I wasn’t a die-hard Kannywood fan, but some stories break through the noise and plant themselves in you. Wasila was one of them. You didn’t have to follow every film or memorize every actor’s name to feel its weight. It moved through the streets, the houses, the voices of children who sang it without knowing why it hurt so much.
That’s the power of art that speaks to what people live through. I’ve always picked up on the things around me, not to know it all, but to stay connected, to feel part of the pulse of the world. Football, Nollywood, Kannywood, the names that light up conversations. I might not live inside those worlds, but I know enough to feel their heat when it matters.
And Wasila burned.
In 2010, the film Wasila landed like a confession that the whole North couldn’t ignore. Directed by Ali Nuhu and produced by Yakubu Lere, it wasn’t just entertainment. It was a mirror. A banker named Jamilu, drowned in work, leaves his educated wife, Wasila, starved for attention.

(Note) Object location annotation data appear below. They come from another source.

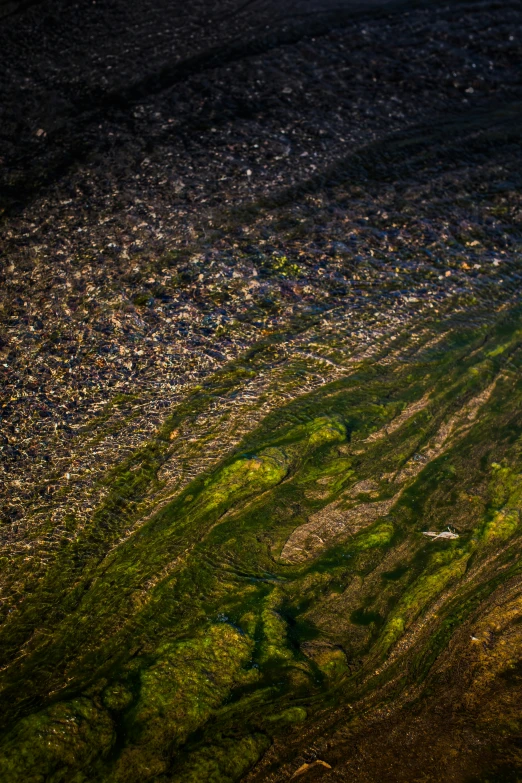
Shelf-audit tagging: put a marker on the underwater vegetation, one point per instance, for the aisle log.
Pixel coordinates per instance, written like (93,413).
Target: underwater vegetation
(290,590)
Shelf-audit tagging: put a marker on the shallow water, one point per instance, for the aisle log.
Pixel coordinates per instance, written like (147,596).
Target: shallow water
(252,591)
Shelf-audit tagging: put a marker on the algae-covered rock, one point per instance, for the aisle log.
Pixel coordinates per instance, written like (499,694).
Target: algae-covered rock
(57,744)
(224,763)
(116,697)
(245,477)
(178,692)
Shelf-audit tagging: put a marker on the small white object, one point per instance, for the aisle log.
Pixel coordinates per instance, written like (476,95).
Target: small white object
(447,534)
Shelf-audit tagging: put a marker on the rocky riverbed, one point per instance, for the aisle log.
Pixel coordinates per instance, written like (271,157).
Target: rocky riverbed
(260,330)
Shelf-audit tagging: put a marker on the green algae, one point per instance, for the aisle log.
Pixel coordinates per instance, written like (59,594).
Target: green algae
(190,628)
(57,744)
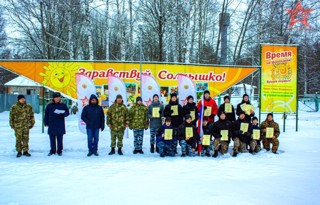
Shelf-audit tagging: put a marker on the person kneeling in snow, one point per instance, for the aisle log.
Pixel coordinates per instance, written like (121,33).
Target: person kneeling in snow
(222,127)
(164,139)
(207,130)
(255,144)
(187,136)
(241,134)
(275,132)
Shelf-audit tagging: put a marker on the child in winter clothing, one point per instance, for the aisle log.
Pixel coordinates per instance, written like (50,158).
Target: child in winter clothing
(164,146)
(223,124)
(187,142)
(207,130)
(255,145)
(241,139)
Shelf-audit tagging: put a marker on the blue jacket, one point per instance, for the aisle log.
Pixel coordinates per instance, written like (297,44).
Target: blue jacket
(93,115)
(161,131)
(54,121)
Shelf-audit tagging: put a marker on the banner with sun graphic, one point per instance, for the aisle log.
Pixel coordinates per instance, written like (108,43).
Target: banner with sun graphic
(60,76)
(186,87)
(279,78)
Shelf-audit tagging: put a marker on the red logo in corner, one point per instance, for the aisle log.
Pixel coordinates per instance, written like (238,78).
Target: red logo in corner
(299,14)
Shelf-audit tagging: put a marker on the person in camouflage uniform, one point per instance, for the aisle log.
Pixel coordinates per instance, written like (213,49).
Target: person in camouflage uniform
(138,120)
(269,122)
(21,121)
(222,124)
(117,121)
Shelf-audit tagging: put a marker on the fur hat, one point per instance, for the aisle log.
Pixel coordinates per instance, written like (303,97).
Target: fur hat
(20,97)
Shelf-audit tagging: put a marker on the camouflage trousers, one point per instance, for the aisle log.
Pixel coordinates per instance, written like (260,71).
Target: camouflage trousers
(153,132)
(267,141)
(254,146)
(182,143)
(117,135)
(189,151)
(239,146)
(22,139)
(165,148)
(138,139)
(223,146)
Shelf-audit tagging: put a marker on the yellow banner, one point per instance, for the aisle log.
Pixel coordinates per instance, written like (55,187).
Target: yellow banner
(278,78)
(60,76)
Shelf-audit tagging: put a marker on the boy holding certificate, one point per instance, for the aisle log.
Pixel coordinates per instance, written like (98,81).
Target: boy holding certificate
(206,139)
(174,110)
(255,146)
(155,114)
(210,108)
(164,139)
(187,136)
(227,107)
(246,107)
(270,133)
(191,109)
(241,134)
(222,132)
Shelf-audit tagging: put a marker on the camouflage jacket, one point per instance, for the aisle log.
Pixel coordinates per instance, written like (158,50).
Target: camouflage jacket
(273,124)
(117,117)
(138,117)
(21,116)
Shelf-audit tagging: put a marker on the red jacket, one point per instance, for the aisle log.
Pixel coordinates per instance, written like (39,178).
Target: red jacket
(209,103)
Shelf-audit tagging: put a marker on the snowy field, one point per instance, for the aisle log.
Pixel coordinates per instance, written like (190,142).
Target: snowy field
(292,177)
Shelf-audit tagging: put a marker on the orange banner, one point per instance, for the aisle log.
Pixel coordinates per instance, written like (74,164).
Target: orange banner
(279,78)
(60,76)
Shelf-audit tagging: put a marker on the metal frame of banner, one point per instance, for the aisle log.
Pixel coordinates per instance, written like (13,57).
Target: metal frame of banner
(260,83)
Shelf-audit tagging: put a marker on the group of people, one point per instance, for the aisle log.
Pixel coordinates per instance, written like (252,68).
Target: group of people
(191,126)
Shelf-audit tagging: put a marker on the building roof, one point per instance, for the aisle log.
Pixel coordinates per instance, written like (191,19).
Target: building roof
(22,82)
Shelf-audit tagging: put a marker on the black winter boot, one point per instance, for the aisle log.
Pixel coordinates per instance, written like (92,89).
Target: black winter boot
(27,154)
(120,151)
(215,154)
(112,151)
(152,148)
(19,154)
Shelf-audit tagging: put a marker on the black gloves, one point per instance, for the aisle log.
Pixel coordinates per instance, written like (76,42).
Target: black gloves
(247,134)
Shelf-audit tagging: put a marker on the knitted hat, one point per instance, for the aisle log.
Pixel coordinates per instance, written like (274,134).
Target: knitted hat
(56,94)
(20,97)
(187,117)
(189,97)
(241,112)
(255,118)
(206,91)
(226,97)
(173,95)
(138,99)
(270,114)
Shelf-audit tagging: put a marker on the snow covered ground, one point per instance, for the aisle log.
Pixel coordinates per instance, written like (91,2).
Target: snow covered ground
(292,177)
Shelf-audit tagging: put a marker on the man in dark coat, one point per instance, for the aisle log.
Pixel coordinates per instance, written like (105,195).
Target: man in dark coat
(54,116)
(93,115)
(21,121)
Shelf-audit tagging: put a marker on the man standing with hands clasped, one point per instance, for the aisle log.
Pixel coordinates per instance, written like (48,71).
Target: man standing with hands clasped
(54,118)
(93,115)
(22,120)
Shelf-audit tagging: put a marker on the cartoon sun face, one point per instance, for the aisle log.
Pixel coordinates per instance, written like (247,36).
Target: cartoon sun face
(61,76)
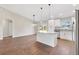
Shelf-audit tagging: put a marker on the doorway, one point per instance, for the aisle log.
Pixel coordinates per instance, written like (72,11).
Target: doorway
(7,29)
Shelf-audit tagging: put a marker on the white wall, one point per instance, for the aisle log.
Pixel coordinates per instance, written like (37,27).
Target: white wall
(21,26)
(1,30)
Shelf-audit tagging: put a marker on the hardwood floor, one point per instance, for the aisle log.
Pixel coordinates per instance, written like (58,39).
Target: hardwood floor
(27,45)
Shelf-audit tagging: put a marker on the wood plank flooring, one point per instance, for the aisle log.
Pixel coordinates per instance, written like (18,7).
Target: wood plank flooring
(27,45)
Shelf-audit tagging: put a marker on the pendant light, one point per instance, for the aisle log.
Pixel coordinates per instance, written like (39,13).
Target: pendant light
(49,18)
(34,20)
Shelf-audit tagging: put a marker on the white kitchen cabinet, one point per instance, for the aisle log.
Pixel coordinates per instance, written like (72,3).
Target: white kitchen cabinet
(67,35)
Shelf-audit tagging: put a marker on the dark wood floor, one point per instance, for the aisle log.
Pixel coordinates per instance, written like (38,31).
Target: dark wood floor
(27,45)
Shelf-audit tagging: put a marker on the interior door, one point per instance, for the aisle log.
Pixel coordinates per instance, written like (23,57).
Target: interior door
(77,32)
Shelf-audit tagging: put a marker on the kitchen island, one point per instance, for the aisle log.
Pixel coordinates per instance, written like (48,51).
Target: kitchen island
(47,38)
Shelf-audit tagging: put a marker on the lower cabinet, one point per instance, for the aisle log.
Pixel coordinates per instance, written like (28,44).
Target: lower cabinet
(67,35)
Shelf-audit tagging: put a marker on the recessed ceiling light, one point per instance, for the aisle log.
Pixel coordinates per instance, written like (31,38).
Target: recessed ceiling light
(74,5)
(61,14)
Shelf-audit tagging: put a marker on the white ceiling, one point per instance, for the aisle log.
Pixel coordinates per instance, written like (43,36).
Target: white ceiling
(27,10)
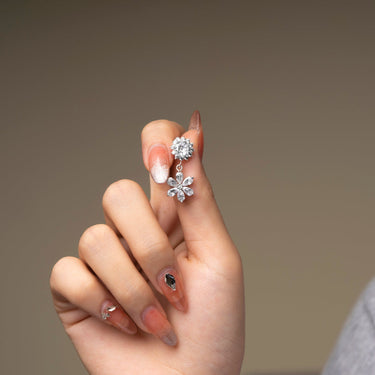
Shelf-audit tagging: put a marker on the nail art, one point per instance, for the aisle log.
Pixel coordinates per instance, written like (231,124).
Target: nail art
(182,149)
(170,281)
(172,287)
(115,316)
(159,163)
(158,325)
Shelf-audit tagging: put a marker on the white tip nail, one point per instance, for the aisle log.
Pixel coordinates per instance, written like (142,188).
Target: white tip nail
(159,172)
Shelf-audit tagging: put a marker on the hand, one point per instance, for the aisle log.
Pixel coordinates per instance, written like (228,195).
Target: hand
(115,305)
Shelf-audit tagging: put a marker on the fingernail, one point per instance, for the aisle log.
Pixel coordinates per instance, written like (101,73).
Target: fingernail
(195,121)
(115,316)
(159,163)
(157,324)
(172,287)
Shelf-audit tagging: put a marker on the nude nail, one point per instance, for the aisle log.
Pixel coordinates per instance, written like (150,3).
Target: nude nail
(159,163)
(171,285)
(115,316)
(157,324)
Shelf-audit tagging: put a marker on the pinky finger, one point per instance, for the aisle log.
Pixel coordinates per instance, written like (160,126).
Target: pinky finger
(75,289)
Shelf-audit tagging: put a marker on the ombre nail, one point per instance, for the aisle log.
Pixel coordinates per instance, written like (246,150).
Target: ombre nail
(159,163)
(157,324)
(115,316)
(172,287)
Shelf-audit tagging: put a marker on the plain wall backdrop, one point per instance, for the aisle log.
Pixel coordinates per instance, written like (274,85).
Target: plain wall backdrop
(286,93)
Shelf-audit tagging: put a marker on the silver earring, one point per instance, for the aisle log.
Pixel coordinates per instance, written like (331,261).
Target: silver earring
(182,149)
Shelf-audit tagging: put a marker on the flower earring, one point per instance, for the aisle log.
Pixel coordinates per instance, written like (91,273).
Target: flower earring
(182,149)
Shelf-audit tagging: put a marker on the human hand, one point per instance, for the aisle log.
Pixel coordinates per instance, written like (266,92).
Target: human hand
(149,328)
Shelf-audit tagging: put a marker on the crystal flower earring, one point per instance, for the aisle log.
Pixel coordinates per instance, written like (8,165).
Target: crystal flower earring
(182,149)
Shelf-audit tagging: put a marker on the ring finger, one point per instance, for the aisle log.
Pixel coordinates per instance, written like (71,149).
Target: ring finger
(102,251)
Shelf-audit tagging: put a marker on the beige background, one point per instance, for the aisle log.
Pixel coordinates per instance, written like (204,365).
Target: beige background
(286,92)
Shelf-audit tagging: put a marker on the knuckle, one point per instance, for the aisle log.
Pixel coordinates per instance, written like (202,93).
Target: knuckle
(59,272)
(85,290)
(120,191)
(93,236)
(134,291)
(152,250)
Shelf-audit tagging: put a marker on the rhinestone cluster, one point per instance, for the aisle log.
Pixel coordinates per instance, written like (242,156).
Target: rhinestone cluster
(182,148)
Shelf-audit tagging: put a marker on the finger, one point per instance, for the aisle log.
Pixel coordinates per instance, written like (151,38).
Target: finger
(73,284)
(203,226)
(101,249)
(127,206)
(157,136)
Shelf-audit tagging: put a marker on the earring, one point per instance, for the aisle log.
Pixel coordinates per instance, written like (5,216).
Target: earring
(182,149)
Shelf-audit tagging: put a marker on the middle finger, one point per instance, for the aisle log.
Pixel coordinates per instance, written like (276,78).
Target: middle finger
(127,206)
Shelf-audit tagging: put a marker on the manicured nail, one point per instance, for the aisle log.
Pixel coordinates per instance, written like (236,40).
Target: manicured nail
(115,316)
(171,285)
(157,324)
(195,121)
(159,163)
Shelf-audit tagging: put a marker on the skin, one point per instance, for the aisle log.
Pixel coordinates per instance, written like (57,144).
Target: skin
(120,261)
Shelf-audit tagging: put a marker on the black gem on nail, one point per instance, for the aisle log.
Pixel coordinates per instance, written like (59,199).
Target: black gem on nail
(170,281)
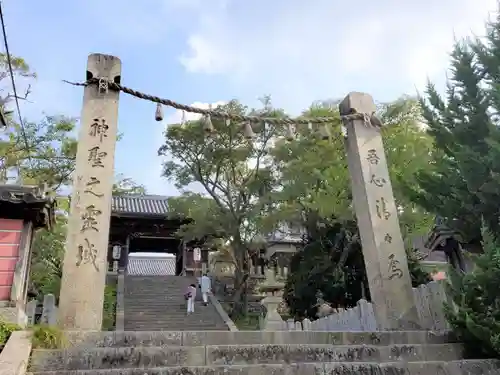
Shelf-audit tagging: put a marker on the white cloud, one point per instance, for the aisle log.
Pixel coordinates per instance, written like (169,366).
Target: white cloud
(312,50)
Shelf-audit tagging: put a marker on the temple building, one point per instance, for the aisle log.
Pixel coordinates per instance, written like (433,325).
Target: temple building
(142,239)
(23,210)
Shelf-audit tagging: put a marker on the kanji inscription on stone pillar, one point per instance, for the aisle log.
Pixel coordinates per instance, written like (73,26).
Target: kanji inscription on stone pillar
(85,258)
(383,248)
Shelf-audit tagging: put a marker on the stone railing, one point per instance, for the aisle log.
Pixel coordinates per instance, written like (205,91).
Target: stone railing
(429,300)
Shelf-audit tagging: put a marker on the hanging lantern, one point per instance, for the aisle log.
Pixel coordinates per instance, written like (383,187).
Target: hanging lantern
(208,127)
(290,132)
(183,118)
(324,132)
(248,131)
(159,112)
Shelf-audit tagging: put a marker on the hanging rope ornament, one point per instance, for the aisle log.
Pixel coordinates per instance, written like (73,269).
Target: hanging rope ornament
(248,131)
(310,128)
(159,112)
(208,127)
(183,118)
(324,132)
(290,132)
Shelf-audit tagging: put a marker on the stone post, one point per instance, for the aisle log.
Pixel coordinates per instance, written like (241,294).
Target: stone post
(383,248)
(85,258)
(272,321)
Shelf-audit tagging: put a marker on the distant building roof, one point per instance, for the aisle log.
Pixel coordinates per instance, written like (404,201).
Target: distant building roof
(139,205)
(27,203)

Loneliness opens the door, and her old flame Muda walks through it. When Jamilu returns for a forgotten file, he finds his marriage shattered in a single glance. Trust collapses, love bleeds out, and the audience is left with the raw ache of what neglect can do.
The song “Wasila 2010” carried that ache further. “Kin ce amana na, Wasila”, you betrayed my trust, Wasila. The words became a lament on every street, a melody that children hummed and adults felt in their chest. “Wasila” means a way in Hausa, and ironically, she became the means or a way through which everything fell apart. It was more than a film. It was a warning, a lesson, a wound that wouldn’t close.
So when I saw the headline: “Veteran Kannywood actress Wasila Isma’il dies at 46”, my chest tightened. For a second, I wondered if it was the character come to life. But the face in the photo was the same one I’d met through the screen years ago. The actress who gave life to that story, who asked for the film’s title to be changed from Jamila to Wasila, without worrying about tarnishing her real name, was gone.
She started in 1998 with Jinin Masoya, but it was Wasila in 1999 that made her a household name. From Kaduna to every home in the North, her voice and presence shaped a generation’s understanding of love, betrayal, and consequence. Fans and colleagues mourned her as a talent who left behind more than films. She left lessons, reflections, and a name that now outlives her.
Wasila Isma’il didn’t just act. She gave a nation a story that still stings, a song that still echoes, and a reminder that art can outlive the artist.
May God forgive her, console her family, and grant her paradise.